Few things get queer activists so riled up as talking about monosexual privilege, but it is something that has to be addressed if solidarity is going to be truly shown to bi people. Monosexual privilege simply means that a person does not experience oppression or discrimination on the basis of potentially experiencing attraction to multiple genders. That is not to say that gay (or even some asexual) people have it easier by any means, but that bisexual/biromantic and pansexual/romantic people face different oppression because of experiencing attraction to more than one gender.
If you don’t believe it’s an issue then start listening to bi and pan people. It’s the only way that we can start building inclusivity. Many common insults for bi and pan people refer to them as being “greedy”, and there’s a long stereotype that bi and pan people are more likely to cheat and can’t be satisfied. These are pernicious lies that society uses to try to erase and silence bi and pan people. They are also not experienced by people who don’t experience attraction to multiple genders.
Statistics too show an alarming reality for bi people. Bi people are more likely to experience intimate partner violence, harassment, sexual assault (including rape), stalking, anxiety, depression and suicide than gay or straight people. Yet, they’re less likely to be out, suggesting bi people are at risk of huge isolation. The statistics themselves are often stark. Bi people don’t just experience oppression or serious struggles on a small scale but by quite some way. Bi people, for example, have been found to be 80% more likely to have anxiety (compared to 50% of gay people). Furthermore, it’s been found that bi people are at greater risk for mental health conditions generally and one exacerbating factor is believed to be the fact that bi people just don’t feel welcome in any community. Studies on the issues bi people face are rare, but they paint a horrific picture for the realities bi people face. They show that bi people are at risk of ostracisation from society by both gay and straight people because of their potential to be attracted to people of multiple genders. There are few studies at all on what pan people face, but it wouldn’t be surprising if pan people faced similar barriers towards acceptance in society as bi people.

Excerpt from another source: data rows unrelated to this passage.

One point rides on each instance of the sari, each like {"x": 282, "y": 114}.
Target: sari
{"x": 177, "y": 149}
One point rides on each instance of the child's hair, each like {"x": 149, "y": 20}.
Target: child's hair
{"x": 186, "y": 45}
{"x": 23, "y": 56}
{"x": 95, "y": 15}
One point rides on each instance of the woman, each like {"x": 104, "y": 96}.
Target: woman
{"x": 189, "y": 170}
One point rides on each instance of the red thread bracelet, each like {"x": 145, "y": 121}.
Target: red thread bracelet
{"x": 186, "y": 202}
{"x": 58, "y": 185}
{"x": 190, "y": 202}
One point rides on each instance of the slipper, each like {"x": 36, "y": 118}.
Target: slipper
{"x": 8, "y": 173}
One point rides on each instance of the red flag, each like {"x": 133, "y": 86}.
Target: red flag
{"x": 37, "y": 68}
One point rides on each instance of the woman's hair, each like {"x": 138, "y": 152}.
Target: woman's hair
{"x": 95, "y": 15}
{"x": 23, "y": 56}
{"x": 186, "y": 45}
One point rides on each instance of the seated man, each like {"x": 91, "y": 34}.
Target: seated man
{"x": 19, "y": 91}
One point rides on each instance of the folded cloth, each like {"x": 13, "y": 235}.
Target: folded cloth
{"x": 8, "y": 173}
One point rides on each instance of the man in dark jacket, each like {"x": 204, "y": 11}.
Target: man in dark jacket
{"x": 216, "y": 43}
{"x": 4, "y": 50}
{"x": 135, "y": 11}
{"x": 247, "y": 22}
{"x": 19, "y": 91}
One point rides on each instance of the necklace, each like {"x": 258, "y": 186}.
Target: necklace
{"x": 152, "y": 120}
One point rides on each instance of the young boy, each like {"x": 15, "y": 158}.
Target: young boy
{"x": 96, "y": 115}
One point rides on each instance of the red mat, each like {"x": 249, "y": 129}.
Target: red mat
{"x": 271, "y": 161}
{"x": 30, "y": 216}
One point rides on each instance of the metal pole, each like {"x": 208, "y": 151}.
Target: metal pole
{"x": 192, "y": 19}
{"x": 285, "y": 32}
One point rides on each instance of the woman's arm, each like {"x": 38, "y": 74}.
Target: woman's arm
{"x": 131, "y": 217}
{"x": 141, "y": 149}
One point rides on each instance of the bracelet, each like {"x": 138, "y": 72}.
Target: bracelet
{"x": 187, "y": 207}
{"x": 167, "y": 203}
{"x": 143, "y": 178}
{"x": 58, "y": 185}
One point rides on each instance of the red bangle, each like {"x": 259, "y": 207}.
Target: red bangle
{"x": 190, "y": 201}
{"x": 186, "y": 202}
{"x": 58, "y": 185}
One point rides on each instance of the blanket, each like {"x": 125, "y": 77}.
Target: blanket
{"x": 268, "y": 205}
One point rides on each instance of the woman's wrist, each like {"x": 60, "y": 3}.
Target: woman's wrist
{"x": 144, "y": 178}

“Studies on the issues bi people face are rare, but they paint a horrific picture for the realities bi people face”
The word “privilege” among oppressed groups often emits anger. However, almost everyone in life will experience some privilege of some sort. This isn’t trying to erase the very real and dangerous threat of homophobia in society, but to acknowledge that while we work towards challenging homophobia, we also have to look at what bi and pan people face. Monosexual privilege as a term, is not about attacking. It’s about detailing that other people experience oppression because they aren’t just attracted to one gender. To try to silence this examination is biphobia and panphobia – and queerphobia. It also does a disservice to the wider queer community who work to tackle homophobia, transphobia, panphobia and biphobia.
Perhaps what so many resist is the idea that gay and straight people are somehow tied. Historically, bi and pan people have been viewed as “traitors” to the queer community who can”choose” to have relationships with a cis heterosexual person of a different gender. Bi and pan people were almost seen as half straight, and not truly queer. Some of the backlash to the term “monosexual privilege” may be about the perception of the shoe being on the other foot then, but nobody is saying that monosexual people make gay people less queer. There’re no rankings of ultimate queerness no matter how hard biphobes, panphobes, aphobes and transphobes try. This is about acknowledging how different systems of oppression work and all queer people should want that.
Let’s start having the uncomfortable conversations in the community and put aside our own defensiveness. It’s only by engaging that we can bring change.